2. Canned mushroom/vegetable/beef broth work fine as a substitute for broth from mushroom stems.
3. For fermented black beans and broad bean paste, substitute the readily available Black Bean Sauce with Garlic (e.g., Kikkoman's), using 2 tablespoons.
4. Cayenne pepper substitutes for ground Sichuan peppers, using 1/4 teaspoon or less, to taste.
Result: authentic-tasting mapo tofu.
Cayenne peppers are totally unrelated to Szechuan peppers, have a completely different chemistry and effect in food and do not "substitute" for Szechuan peppers to yield anything even approaching "authentic-tasting" Mapo dofu. It could be a tasty dish, but not even close to authentic (especially if one also substitutes Japanese black bean sauce with garlic for the totally different combo of fermented black beans and chile bean paste).
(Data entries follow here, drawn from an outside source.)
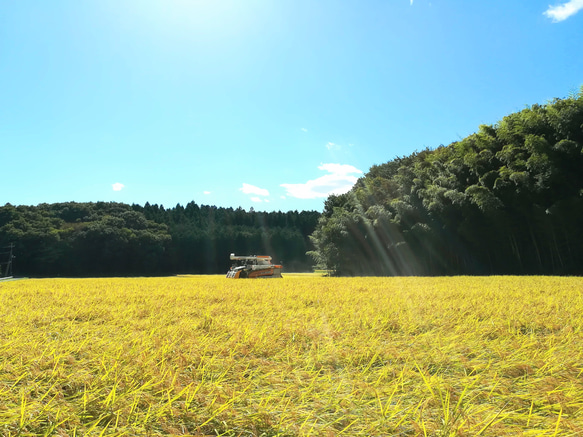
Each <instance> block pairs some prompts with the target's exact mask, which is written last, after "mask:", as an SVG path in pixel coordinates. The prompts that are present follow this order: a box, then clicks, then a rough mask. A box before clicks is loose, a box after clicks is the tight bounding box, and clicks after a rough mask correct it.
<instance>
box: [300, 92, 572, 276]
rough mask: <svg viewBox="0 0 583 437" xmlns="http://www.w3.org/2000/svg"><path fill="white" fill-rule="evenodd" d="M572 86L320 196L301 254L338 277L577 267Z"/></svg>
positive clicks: (515, 270)
mask: <svg viewBox="0 0 583 437" xmlns="http://www.w3.org/2000/svg"><path fill="white" fill-rule="evenodd" d="M582 145H583V88H582V89H581V92H580V93H578V94H577V95H573V96H570V97H568V98H565V99H555V100H553V101H551V102H548V103H546V104H542V105H539V104H536V105H532V106H530V107H526V108H525V109H524V110H522V111H519V112H516V113H513V114H510V115H508V116H506V117H504V118H503V119H502V120H501V121H500V122H498V123H497V124H495V125H482V126H480V127H479V130H478V132H476V133H474V134H472V135H469V136H468V137H466V138H464V139H462V140H461V141H456V142H454V143H452V144H449V145H448V146H440V147H438V148H436V149H434V150H430V149H426V150H423V151H420V152H415V153H413V154H411V155H409V156H404V157H397V158H395V159H393V160H391V161H389V162H387V163H385V164H382V165H376V166H373V167H372V168H371V169H370V170H369V172H368V173H367V174H366V175H365V176H364V177H362V178H361V179H360V180H359V181H358V182H357V183H356V185H355V186H354V187H353V188H352V190H351V191H350V192H348V193H346V194H343V195H339V196H335V195H333V196H330V197H329V198H328V199H327V200H326V202H325V208H324V212H323V214H322V217H321V218H320V220H319V222H318V225H317V228H316V230H315V232H314V233H313V235H312V237H311V238H312V241H313V243H314V246H315V249H314V250H313V251H312V252H311V256H312V257H313V259H314V260H315V261H316V263H317V264H318V265H319V266H320V267H321V268H326V269H330V270H333V271H334V272H336V274H339V275H457V274H574V275H580V274H583V226H582V225H581V224H582V223H583V154H582V153H583V150H582Z"/></svg>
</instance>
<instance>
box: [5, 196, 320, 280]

No. Absolutely do not substitute cayenne pepper for Sichuan peppercorn. Sichuan peppercorns are not peppercorns or even related to peppers! They are the husk of a seed. and the soft tofu definitely benefits from the incredibly easy step of steeping in salted water - why would you skip it? Sichuan peppercorns are surprisingly widely available and absolutely integral to this dish. If you can't find them, wait to make this until you do.
I’m glad for the comments about adding acid at the end. Ours was very spicy and needed some toning down. Also had a bit too much sauce so we should have prepped some rice as a base. We used firm tofu because that’s the only type we buy but after pressing and adding to the sauce it was still very soft. Next time we might oven roast it with cornstarch for a crispier texture contrast. Very weeknight friendly if you have the ingredients on hand.
Subbed about 2T Gochujang and some red pepper flakes for the dried hot peppers, Maeil Doenjang (soybean paste) for the fermented black beans (could try miso next time), and Youkie brand Shisen Tobanjang (which I believe is a Japanese version of doubanjiang) bc that's what I had on hand. Did the salt water tofu soak, not sure what that step added, will try skipping next time. Serve over short grain rice. Fantastic and Easy!
SO YUMMY. Don't know why the recipe says not to use silken tofu? It's all I had in my fridge plus it's the kind that's usually used to make mapo tofu as far as I know. Just tossed it in without the saltwater steeping and it was awesome.